With these plastic cars and metal ones, too, we "played car" in several spots in our urban neighborhood. One was the "dirt alley" behind our house. It was a pedestrian path that lay behind a garage belonging to a house around the corner. We dug into the earth and made ramps and roadways, parking lots and gas stations, all out of dirt. (This is why my children, playing with their latest iThing, cringe when I say that as a child, "The only toy I had was dirt."

More upscale was the low cement wall that surrounded the slightly elevated backyard of Ricky Levin, who lived at the end of the block. The top of that low wall became an Interstate highway (we had the idea about the same time as President Eisenhower), and our toys flew back and forth on their way into the future. The picture was taken recently by Google Maps. There was no fence in olden times, just a hedge, and that made for a nice forested background for our super highway.

Some of those toys are still in my collection of Christmas items. They come out (if lucky) once a year to play a part in a Christmas village. Some are those old cereal cars. Others are Matchbox cars that I collected once I had developed an interest in trains and Christmas villages -- probably the start of my interest in representations of structures (mostly houses) that still grab
me today when I see one. But that's another blog post.


Classic 2CV
My interest interest in cars continued, as everyone's does, when it came time for me to buy my first one. I had spent my junior year of college in France, and there were some old Citroëns that caught my attention. Tons of them, in fact. The French had been making them since 1938. I like the economy of them. Just what you needed to get you there and nothing more. They were called deux chevaux or 2CV. Many of them were driven by students. When I came home, graduated from college, and got a job teaching French, I thought it would be cool to have a 2CV.

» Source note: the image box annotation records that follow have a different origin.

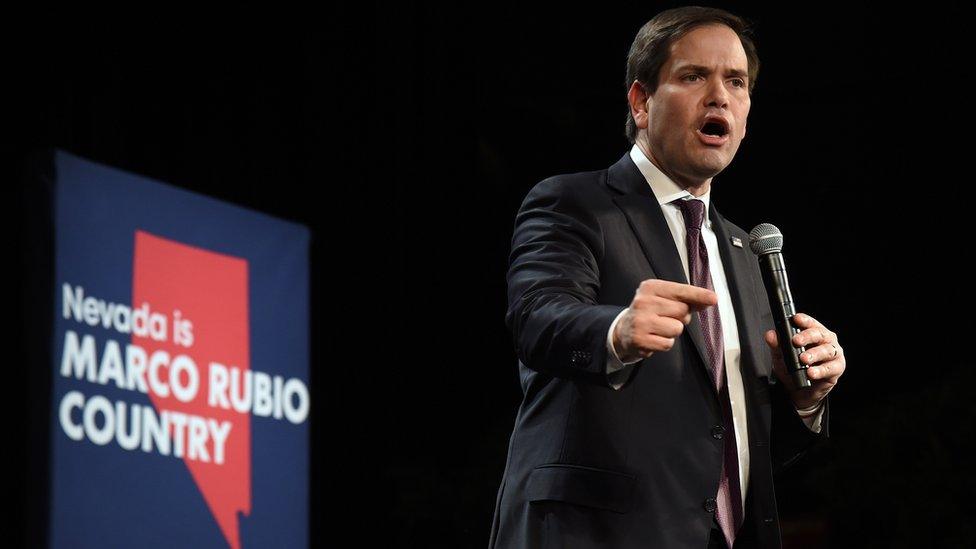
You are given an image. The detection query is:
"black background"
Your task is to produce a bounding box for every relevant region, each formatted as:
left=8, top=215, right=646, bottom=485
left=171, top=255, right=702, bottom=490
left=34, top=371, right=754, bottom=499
left=15, top=2, right=976, bottom=547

Renault 16 looking presidential
Unfortunately, I could not find a dealer who sold them, so I settled for a 1968 Renault 16, a hatchback-style car that had lots of interior room and was quite comfortable to drive. I saw those in France, too, and once I even saw a photo of President Charles deGaulle riding in one. I figured it was good enough for me, too.

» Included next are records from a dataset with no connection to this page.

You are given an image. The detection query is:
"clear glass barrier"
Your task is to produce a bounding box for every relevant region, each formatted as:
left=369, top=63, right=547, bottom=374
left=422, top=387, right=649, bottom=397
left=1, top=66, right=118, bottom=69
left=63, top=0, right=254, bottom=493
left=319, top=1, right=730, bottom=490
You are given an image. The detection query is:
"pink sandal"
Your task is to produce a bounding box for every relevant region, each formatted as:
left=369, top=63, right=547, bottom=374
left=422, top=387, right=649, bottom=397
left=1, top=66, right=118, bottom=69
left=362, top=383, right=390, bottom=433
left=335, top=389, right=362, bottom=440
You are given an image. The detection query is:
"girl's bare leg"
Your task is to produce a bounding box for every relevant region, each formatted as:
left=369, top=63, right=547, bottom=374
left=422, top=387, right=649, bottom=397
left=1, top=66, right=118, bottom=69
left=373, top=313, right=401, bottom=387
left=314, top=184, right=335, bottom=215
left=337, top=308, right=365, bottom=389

Mine was a light blue color with a black leather interior. I drove it to Québec City and back one summer. After that, though, things started to go wrong with it, and it was in the garage more often than not. At one point the only people who would work on it were all the way over in Carllisle. One day, when getting an estimate on the latest repair, I asked the garage owner if he's like to buy it. He gave me $300 for it.

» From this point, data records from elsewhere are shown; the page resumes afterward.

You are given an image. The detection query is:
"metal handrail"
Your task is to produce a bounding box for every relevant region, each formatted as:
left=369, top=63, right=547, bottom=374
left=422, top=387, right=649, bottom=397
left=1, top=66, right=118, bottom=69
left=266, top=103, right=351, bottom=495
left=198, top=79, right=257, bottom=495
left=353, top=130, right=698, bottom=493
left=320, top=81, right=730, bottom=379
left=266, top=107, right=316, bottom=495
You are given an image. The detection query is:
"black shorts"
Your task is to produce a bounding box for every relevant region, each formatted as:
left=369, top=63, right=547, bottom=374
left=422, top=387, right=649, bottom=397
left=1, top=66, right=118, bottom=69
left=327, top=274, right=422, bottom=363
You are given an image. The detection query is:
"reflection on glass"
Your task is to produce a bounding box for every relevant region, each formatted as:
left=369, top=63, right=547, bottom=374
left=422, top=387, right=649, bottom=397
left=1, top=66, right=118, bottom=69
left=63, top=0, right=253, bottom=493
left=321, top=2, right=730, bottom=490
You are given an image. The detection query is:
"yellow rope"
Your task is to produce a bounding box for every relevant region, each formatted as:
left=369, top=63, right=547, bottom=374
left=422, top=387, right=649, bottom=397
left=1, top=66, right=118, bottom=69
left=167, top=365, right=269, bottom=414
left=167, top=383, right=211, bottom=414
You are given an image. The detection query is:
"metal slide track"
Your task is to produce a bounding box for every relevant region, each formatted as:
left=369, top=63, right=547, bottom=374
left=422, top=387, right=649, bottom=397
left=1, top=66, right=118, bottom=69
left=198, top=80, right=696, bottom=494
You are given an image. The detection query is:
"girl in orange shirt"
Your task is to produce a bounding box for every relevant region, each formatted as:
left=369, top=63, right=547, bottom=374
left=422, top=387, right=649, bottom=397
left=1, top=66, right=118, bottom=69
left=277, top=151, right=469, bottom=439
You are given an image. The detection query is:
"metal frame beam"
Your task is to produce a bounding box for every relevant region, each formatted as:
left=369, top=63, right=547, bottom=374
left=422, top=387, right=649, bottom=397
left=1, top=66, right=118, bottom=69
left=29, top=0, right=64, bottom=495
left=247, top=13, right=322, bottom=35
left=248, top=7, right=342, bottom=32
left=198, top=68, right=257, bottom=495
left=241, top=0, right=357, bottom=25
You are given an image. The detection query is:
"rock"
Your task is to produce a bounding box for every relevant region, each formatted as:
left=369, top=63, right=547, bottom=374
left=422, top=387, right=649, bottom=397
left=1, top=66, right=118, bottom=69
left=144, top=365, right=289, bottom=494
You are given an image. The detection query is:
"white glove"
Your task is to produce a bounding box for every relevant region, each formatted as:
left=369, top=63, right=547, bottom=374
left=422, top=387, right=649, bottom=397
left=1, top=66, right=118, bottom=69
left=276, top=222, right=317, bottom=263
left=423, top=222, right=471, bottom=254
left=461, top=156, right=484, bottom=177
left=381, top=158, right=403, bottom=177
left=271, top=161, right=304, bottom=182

Volaré wagon, just like ours
After that we drove Susanne's 1969 Falcon and then fell in love with a new car called "Volaré." We preferred the station wagon model since we now had kids and all their stuff to haul around. I also liked that it had fake contact paper that made it look like old "woody" wagons of the past -- but those had real wood. That car lasted a long, long time. Maybe 15 years or so. When we traded it in, it felt like it was on its last legs. We like squeezing all the juice out of a car.

Next came the Camrys. We started with a burgundy-colored wagon and then added a silvery blue sedan. Both of those cars lasted forever, too, at least 13 or 14 years. One of the women who was in my group at Montpellier in 1966 told me in a letter last year that she had just traded in her Camry after 27 years! And then only because it was rusty, and her husband was embarrassed.

We had a Ford Explorer for a while, along with Susanne's Subaru wagon, and The Box! One day my son Matt borrowed the Ford for a while, and he and his mother cooked up the idea of selling it in Baltimore. I never knew about that until it was gone, gone, gone. If you see it, please let me know.

ADDENDUM, March 23. I found this photo of myself in front of our house on Sixth Street. You can see my brother Mike's Ford convertible to the left. I think that's a Rambler wagon on the right. It belonged to a neighbor.